How many grams of CaCl₂ are needed to make 535 mL of 4.55 M CaCl₂=

a.13.0 g
b.505 g
c.21.9 g
d.944 8
e.270 g

Answer 1

To find the required grams of CaCl₂ for a 4.55 M solution, multiply the volume in liters by molarity to find moles, then moles by molar mass to get grams. The answer is approximately 270 grams.

Step-by-step explanation:

The question asks how many grams of CaCl₂ are needed to make 535 mL of 4.55 M CaCl₂ solution. To begin, we need to use the molarity equation: Molarity (M) = moles of solute / liters of solution. We can solve for moles and then for grams.
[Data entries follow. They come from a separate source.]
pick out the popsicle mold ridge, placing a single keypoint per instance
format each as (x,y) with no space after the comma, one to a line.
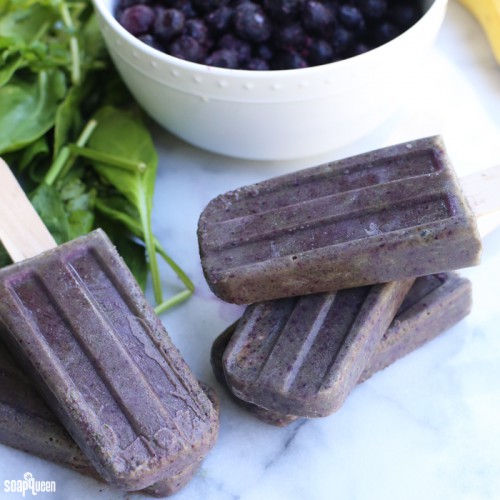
(28,424)
(304,355)
(80,324)
(389,214)
(433,305)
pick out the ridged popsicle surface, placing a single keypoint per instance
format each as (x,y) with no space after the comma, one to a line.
(386,215)
(28,424)
(433,305)
(304,355)
(79,322)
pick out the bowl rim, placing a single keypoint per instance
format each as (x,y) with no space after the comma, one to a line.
(105,9)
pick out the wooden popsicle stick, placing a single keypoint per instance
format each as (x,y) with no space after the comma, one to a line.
(22,232)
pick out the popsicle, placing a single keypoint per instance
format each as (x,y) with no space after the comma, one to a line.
(76,319)
(28,424)
(386,215)
(433,305)
(303,355)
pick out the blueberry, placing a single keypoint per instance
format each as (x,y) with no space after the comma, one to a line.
(257,64)
(374,9)
(168,24)
(341,39)
(360,48)
(138,19)
(204,6)
(320,52)
(351,17)
(385,32)
(289,35)
(251,23)
(220,19)
(186,47)
(282,10)
(231,42)
(404,15)
(264,51)
(198,30)
(185,6)
(150,40)
(289,59)
(318,17)
(223,58)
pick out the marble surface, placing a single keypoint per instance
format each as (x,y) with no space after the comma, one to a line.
(426,427)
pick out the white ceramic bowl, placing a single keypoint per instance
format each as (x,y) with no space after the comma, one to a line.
(271,115)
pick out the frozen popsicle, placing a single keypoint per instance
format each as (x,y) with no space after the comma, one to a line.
(28,424)
(303,355)
(76,319)
(433,305)
(390,214)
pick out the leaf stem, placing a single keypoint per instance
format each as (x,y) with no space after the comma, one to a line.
(73,44)
(115,161)
(63,161)
(136,229)
(173,301)
(150,246)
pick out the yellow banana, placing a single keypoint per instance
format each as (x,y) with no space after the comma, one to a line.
(487,12)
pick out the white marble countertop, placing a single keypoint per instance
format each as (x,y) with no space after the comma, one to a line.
(427,427)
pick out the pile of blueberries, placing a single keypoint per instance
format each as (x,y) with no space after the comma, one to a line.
(266,34)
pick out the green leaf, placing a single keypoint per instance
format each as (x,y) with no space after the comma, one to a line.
(23,21)
(67,120)
(122,134)
(133,253)
(50,207)
(28,109)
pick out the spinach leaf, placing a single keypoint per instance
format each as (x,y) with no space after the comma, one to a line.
(74,136)
(122,134)
(28,108)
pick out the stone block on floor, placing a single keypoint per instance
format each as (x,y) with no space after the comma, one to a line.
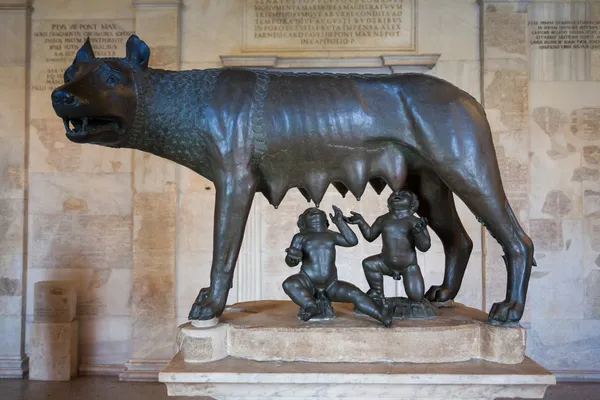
(55,301)
(53,352)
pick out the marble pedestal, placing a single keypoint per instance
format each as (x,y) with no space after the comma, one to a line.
(260,350)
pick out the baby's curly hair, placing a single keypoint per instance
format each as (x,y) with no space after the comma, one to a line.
(414,205)
(302,218)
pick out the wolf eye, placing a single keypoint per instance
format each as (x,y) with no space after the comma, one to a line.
(112,80)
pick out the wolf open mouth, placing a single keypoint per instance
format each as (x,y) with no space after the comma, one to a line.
(78,129)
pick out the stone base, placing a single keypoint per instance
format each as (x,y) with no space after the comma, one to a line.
(404,308)
(270,331)
(53,351)
(233,378)
(142,370)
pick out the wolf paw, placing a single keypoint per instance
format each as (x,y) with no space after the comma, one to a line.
(505,312)
(204,311)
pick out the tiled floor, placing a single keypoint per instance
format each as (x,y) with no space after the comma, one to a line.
(103,388)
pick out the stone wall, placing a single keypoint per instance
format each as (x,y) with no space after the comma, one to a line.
(135,231)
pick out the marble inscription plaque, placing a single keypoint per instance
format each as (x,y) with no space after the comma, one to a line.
(301,25)
(554,35)
(564,40)
(55,43)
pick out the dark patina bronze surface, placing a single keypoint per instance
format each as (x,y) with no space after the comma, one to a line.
(252,131)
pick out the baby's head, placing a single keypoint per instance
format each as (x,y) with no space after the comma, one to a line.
(313,218)
(403,200)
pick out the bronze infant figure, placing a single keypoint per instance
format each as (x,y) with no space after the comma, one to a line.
(317,282)
(401,232)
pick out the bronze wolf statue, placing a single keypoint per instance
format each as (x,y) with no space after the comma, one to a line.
(252,131)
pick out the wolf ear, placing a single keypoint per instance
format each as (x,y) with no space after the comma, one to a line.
(85,53)
(138,52)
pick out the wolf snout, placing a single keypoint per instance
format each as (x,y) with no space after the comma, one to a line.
(61,97)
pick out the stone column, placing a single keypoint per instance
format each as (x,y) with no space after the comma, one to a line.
(154,209)
(15,17)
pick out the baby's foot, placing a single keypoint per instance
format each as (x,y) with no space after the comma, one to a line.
(309,312)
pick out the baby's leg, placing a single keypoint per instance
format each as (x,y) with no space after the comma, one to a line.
(302,292)
(413,283)
(345,292)
(375,268)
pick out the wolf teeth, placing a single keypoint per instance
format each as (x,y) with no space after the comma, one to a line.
(67,127)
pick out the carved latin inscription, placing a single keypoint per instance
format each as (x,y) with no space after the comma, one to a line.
(296,25)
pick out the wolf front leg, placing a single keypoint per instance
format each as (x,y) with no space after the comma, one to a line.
(233,202)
1. First, convert 535 mL to liters by dividing by 1000. That gives us 0.535 liters.
2. Next, multiply the volume in liters (0.535 L) by the molarity (4.55 M) to get the moles of CaCl₂ needed: 0.535 L × 4.55 M = 2.43425 moles.
3. Last, multiply the moles of CaCl₂ by its molar mass (110.98 g/mol) to find the mass in grams: 2.43425 moles × 110.98 g/mol = 270.04 grams of CaCl₂.

Hence, the answer is 270 grams of CaCl₂ (rounded to the nearest whole number), which corresponds to option e.